April 21, 2009

Pirate In New York For Trial

What a pity – his rotting corpse should already be hanging from the yardarm of USS Bainbridge.

The pirate suspect arrested in the hijacking of the Maersk Alabama was all smiles on arriving in New York City late Monday, escorted by a phalanx of law enforcement officers.

None of the officers would confirm his identity, but his arrival for trial in the United States had been widely expected.

The suspect arrived at the Jacob K. Javits Federal Office Building in Manhattan, which is linked to a federal detention facility where he was expected to be held pending an appearance in federal court. The timing of that appearance was not immediately available. He was walked through the rain, surrounded by media, as well as officers from federal and New York City law enforcement agencies.

This is, once again, a failure by the US government. Just as we have too often treated terrorism like a criminal justice issue rather than a military issue, we are now doing the same with piracy. Thomas Jefferson knew pirates for what they are – the enemies of all humanity – and treated them accordingly by dispatching Stephen Decatur and the US Marines to Tripoli to deal with them. He didn’t bring them back to the US for trial. We should not be setting this precedent now.

And what we also should not do is follow the line of nonsense put forth by Tony Karon in Time.

A New York trial for Muse is unlikely even to prompt others to refrain from acts of piracy. There is no fear of America among young Somali gunmen, who demonstrated that attitude in the most grisly fashion in the streets of Mogadishu in 1993, during the infamous "Black Hawk down" incident. That event has achieved mythic status in the Somali imagination. Instead, the trial is more likely to prompt Muse's peers to seek symbolic retribution — possibly even prompting them to make his release the condition for freeing some future group of hostages they capture on the high seas. Until now, the Somali pirates have scrupulously avoided harming their captives; their capture has been simply a business transaction. That may soon change. An escalation in the confrontation between the pirates and the ships of richer nations will present a golden opportunity to the Shebab to exploit popular nationalist sentiment and turn the business of piracy into a coastal jihad.

A more likely way to turn local sentiment against piracy would be, for example, to put those responsible for holding a shipment of food aid destined to feed the starving in a famine-plagued region on trial in an African court. Somali piracy needs a Somali solution — beginning with the creation of a political order capable of enforcing law and order and protecting Somalia's sovereignty, and offering young Somali men alternative livelihoods. Putting captive pirates on trial may be part of the solution to the piracy problem, but it will only be effective if the courts and laws are seen as legitimate by the communities from which the pirates hail. Putting them on trial in New York may satisfy the desire by many in the U.S. to send a harsh message to those that dare mess with Americans. But it only raises the likelihood of more, and more dangerous, pirate attacks.
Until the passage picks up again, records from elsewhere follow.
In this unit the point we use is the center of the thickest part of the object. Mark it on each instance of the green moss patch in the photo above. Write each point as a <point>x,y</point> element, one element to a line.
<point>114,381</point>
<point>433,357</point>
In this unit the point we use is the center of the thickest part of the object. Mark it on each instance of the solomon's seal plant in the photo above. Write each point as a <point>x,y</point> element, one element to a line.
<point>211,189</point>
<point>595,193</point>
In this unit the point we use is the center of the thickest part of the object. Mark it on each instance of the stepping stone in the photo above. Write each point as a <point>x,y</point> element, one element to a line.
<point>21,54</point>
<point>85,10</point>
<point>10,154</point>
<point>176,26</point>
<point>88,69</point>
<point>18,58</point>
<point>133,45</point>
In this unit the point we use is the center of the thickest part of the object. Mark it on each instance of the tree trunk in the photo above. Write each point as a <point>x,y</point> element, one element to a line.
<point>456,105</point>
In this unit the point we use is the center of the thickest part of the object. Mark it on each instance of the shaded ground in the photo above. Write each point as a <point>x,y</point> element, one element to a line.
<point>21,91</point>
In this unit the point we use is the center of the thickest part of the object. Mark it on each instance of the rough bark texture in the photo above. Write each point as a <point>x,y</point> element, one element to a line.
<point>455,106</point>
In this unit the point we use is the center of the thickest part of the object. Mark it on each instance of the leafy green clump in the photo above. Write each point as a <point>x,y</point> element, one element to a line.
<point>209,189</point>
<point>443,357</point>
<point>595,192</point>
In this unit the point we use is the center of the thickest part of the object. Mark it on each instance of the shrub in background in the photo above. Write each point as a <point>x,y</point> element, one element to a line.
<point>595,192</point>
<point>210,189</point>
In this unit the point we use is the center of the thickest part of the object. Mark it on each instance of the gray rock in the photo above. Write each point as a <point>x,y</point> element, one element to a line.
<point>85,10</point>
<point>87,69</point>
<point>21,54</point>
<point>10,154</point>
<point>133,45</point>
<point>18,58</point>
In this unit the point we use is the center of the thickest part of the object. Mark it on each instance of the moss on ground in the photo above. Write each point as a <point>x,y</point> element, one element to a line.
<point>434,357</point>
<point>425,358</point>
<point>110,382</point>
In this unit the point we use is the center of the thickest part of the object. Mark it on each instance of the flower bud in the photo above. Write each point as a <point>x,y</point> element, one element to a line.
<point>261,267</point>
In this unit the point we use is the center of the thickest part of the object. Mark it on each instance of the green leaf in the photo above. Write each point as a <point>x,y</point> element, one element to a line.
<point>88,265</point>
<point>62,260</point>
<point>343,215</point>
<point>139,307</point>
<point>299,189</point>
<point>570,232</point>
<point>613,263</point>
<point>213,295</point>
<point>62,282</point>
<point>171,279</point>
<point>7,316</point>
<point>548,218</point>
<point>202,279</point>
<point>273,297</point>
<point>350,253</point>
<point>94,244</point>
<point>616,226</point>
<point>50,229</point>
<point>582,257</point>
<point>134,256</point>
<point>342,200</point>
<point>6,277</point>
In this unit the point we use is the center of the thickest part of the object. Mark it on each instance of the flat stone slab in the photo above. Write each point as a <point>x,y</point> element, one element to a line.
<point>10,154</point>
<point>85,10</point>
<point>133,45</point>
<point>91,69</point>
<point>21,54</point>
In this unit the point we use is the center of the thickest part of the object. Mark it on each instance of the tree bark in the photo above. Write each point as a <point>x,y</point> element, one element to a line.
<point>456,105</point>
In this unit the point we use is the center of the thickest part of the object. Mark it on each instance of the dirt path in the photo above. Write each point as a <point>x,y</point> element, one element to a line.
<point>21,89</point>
Yeah. Right. Sure. That ranks right up there with suggesting that terrorists be tried in Islamic courts under sharia rules as a means of getting the Muslim world to accept the legitimacy of actions taken against them. What such lunacy instead points out is the need to treat these pirate attacks as the military problem they are – and the importance of bombing the bases and sinking the vessels used by pirates in addition to following the rules in the old “Rocks & Shoals” code to be vigorously enforced.